I spent an entire work day fixing up the chainsaw for juggling. That means I attached the oak dowel to the chainsaw without drilling anything into the chainsaw. Without boring you with the details, I finished the day with a solid handle on the chainsaw and then I started to practice.

Practicing juggling a chainsaw for the first time is not for the faint of heart. I gathered some staff at the church and had them watch. I stood in the grass out back and (with the chainsaw off) tried my first flip. It worked. I did not kill myself. I flipped it again, and again. No drops.

So I then figured I would try with the chain running. I might be a good juggler, but I hate running chainsaws. Maybe the chainsaw and I have a love-hate relationship. It’s the audience that loves the chainsaw – not the juggler. I zip-tied the trigger so it was always on. Then I popped in the battery to start it up. With blade running, I flipped it – and caught it. I tried again and again. Then, I dropped it.

Not on myself, but on the grass. I stepped out of the way, knowing to respect the chainsaw. I picked it up and tried again. I dropped a few more times, once or twice watching as the saw blade chopped it’s way through the dirt and grass. It is a somber feeling to imagine my hand being the recipient of such a chopping. On that note, don’t go shopping for chainsaws to juggle while wearing sandals. It makes your feet feel very naked and vulnerable.

I practiced enough to get a good clean run of a juggle (with one chainsaw and two juggling clubs – nine total catches). That was it for the day. I went to the hotel, showered up, and came back for the evening program.

I was a little nervous throughout the evening before my chainsaw bit. I had families tell me they were praying for my safety ever since they heard I was going to juggle a chainsaw for the first time. Then, a little 3-year old looked at me before my program and said, “Yu gonna juggle chinsaw, and yu gonna die.” And he said it with a large grin on his face.

I finally got to the end of my 45-minute program and it was time for the chainsaw.
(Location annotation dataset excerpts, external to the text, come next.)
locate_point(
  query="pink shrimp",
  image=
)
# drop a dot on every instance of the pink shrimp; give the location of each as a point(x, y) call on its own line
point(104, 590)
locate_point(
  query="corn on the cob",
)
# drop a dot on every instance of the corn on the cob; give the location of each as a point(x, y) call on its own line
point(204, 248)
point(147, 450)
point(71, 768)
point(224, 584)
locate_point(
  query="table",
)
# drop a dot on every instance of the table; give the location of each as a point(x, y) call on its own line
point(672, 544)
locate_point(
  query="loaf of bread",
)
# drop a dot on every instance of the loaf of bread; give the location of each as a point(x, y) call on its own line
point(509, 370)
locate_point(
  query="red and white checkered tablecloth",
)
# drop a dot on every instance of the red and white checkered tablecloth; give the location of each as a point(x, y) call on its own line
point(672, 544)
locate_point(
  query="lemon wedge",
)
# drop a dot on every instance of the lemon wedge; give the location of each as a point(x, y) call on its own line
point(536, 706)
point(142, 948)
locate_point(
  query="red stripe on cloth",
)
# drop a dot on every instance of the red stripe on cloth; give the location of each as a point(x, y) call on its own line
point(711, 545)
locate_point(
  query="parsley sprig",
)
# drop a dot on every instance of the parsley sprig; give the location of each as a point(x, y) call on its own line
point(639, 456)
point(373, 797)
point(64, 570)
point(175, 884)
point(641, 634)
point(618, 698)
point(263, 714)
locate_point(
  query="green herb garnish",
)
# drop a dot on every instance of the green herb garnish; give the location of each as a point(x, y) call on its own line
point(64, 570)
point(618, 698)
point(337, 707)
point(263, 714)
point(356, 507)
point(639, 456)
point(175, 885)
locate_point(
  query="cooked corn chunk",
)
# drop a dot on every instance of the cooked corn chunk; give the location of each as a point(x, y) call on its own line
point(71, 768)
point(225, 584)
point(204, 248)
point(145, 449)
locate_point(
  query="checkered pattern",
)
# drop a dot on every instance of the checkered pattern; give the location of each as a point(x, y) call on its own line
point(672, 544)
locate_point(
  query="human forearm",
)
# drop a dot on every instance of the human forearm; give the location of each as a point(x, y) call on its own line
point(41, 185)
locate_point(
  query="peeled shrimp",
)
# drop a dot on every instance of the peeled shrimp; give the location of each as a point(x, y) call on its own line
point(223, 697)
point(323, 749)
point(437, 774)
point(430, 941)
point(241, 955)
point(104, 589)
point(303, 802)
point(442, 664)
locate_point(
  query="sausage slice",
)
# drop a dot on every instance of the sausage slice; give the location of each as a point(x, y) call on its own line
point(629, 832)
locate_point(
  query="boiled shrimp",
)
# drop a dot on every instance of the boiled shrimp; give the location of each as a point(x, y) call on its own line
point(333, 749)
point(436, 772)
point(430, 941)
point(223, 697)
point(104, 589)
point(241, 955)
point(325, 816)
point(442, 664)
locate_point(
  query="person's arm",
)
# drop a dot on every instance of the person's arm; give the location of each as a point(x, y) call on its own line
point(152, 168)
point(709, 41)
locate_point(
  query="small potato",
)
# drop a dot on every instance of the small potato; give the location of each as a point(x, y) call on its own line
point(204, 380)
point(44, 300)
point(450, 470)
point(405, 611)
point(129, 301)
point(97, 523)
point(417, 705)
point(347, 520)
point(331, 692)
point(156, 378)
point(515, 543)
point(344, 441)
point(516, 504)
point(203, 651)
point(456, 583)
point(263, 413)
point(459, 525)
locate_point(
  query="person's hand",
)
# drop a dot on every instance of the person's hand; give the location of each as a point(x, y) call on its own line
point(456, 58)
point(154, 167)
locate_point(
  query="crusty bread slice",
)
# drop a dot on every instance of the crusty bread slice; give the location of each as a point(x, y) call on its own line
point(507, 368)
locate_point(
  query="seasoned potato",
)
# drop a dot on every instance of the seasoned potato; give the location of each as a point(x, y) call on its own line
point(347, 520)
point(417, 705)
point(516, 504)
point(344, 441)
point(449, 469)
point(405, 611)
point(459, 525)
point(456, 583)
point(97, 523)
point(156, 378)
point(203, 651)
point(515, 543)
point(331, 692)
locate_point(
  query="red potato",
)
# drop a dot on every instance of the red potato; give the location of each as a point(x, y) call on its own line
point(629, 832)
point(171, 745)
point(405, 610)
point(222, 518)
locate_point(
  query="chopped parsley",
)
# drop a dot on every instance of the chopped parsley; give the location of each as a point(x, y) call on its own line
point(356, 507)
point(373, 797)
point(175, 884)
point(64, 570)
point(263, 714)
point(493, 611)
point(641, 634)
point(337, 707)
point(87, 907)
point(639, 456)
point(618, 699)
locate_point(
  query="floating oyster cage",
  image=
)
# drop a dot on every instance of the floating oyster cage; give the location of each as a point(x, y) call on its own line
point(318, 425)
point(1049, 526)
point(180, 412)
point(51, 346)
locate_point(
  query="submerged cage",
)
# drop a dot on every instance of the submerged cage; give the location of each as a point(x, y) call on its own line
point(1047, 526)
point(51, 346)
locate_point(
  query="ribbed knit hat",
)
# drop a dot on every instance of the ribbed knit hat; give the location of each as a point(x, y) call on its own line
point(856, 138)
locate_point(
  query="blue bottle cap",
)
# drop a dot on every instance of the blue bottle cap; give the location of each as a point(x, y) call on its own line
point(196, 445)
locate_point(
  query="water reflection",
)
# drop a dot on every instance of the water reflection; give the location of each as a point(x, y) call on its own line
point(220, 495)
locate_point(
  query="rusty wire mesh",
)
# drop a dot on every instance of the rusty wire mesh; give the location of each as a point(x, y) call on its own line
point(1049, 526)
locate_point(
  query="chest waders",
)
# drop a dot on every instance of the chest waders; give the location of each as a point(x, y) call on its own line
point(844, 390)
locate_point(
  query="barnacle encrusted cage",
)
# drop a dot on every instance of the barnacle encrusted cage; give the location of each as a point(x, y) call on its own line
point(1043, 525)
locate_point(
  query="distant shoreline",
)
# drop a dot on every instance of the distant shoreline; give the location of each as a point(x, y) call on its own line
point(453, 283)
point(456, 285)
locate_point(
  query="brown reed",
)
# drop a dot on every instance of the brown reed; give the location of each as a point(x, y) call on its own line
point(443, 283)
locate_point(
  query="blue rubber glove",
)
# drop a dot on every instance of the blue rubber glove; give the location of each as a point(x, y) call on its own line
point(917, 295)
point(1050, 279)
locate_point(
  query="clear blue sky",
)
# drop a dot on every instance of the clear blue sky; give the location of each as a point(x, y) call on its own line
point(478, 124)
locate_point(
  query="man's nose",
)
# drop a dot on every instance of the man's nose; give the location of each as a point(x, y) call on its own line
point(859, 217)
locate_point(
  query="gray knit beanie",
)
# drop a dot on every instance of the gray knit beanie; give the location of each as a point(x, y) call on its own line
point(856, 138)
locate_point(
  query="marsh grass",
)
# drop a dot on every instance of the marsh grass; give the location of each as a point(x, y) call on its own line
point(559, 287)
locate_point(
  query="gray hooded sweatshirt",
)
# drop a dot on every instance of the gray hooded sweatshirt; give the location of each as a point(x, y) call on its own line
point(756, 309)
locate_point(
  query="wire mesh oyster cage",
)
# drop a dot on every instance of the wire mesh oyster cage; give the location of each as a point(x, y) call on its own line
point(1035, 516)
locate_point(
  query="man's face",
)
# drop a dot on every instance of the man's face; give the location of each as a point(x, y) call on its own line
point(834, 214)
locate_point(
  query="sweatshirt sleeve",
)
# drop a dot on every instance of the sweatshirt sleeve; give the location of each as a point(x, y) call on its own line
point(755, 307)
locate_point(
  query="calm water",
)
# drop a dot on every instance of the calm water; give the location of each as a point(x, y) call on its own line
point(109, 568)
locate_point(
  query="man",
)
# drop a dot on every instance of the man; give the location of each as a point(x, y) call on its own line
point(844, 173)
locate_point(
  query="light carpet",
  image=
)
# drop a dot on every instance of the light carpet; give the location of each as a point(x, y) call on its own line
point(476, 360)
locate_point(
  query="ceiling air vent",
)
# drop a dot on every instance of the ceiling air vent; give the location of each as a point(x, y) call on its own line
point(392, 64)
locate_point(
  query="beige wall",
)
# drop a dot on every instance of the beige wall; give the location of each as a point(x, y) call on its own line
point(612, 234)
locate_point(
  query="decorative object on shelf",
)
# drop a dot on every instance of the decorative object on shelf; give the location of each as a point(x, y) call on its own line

We all went outside on the grass (in case I, you know…) After a few attempts at chainsaw jokes, I went ahead and did the real thing – juggling a live, running, sharp chainsaw. I did my nine catches and stopped. Everybody cheered. I became a chainsaw juggler. What a life.

Ninja Juggling


This post is pure fun. My friend, Duke Holbrook, and I ventured out to Triangle Park in Lexington, KY this past Tuesday for some juggling. But this was no ordinary juggling. This was “ninja juggling.” There is a strict dress code for ninja juggling – all black. Duke recommended that we not don the black headgear, as we might draw some unnecessary attention from the authorities.

We met at 9pm. He was on time, but to my demise, I was a few minutes late. Ninjas must be punctual you know. But Duke seemed OK with my tardiness. He’s used to it. I was late this time because my wife wanted some 6-filter ionized biodegradable pure raw vegan water from the health food store. So I filled up the three jugs, got some other groceries, paid my dues at the cash register, and finally made it to ninja juggling.

The ninja juggler appears at the park, and then disappears. The prop of choice is the LED lighted beanbag. These are soft juggling balls with some very bright battery-powered lights. They leave streaks in the sky when you juggle them.

Duke and I did some individual juggling with 3, 4, and 5 balls each. Then we did some passing of 7, 8, and even an attempt at 9 between the two of us. We drew some onlookers, mostly college students roaming around with nothing else to do but watch two black silhouettes-of-men toss some colorful balls into the air.

The interesting thing about ninja juggling is that what is impressive during the daytime is not impressive at night. That means that we can execute all sorts of neat juggling tricks (like under the leg and behind the back) that have absolutely no “wow” factor in the dark (because you can’t really see body moves). What really shows up in ninja juggling are simple patterns with lots of swinging and twirling of the balls in fast motions. Basically, whatever leaves streaks looks cool.

And it was in a streak that Duke and I left. We came, we juggled, we ninja-ed, and we split. And the authorities never got close to us. I’m out.